When the U.S. Supreme Court OKd the 1974 Boldt decision, giving treaty Indian tribes up to half the salmon, it authorized the state to use whatever measures were necessary for conservation of the resource. Is it the position of the state that that includes shutting down tribal as well as non- tribal harvest?
Yes, she said, but it would be very tough to do.
How tough we dont know, because weve never tried it. Sports and commercial fishing seasons were frequently shut down as a succession of fisheries directors and governors catering to the tribes failed to use their authority, shifting their attention to habitat improvement instead.
There is a reason for reopening this old wound, which I have decried from its inception. I maintain that salmon are a resource that belongs to all the people, not a handful of fellow citizens awarded super rights by judges attempting to atone for past wrongs to long dead ancestors.
Gov. Gregoire has asked state officials to look into the Makah Tribes winter harvest of 20,000 Chinook salmon, which is either 12 or 40 times as many as they had been allotted under state guidelines, depending on whos doing the talking.
Phil Anderson, state Fish and Wildlife salmon policy coordinator, said the catch was supposed to be about 500 in the areas of Neah Bay, Sekiu and Port Angeles.
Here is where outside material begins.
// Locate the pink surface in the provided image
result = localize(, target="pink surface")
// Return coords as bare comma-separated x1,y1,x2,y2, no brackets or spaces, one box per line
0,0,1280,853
Other state fishery representatives not quoted by name in the media, said the allotment was 1,600 or 1,800. Tribal chair Ben Johnson said they always planned to quit when they reached 20,000, which indicates they had no intention of abiding by the allotment they had worked out under state guidelines. U.S. Sen. Slade Gorton got a provision in the law that the Endangered Species Act, with its regulations for conservation, applied equally to all Americans, but the tribes negotiated a deal with the Clinton Administration allowing them to decide for themselves on a case-by-case basis whether or not to comply. Tribes nationwide poured cash into the state in 2000 to replace Gorton with their good friend Maria Cantwell.
All the news items on the Makah case said that state officials could not legally dictate the number of fish tribes can take, but I think thats an assumption based on those Clinton executive and secretarial orders. My copy of United States v. State of Washington on the salmon case reads, in Article 107: For the state to show that a specific fishing regulation is necessary for conservation, it must utilize run size predictions, valid escapement goals, the least restrictive regulation of tribal fishermen and it must view the entire run as a divisible resource.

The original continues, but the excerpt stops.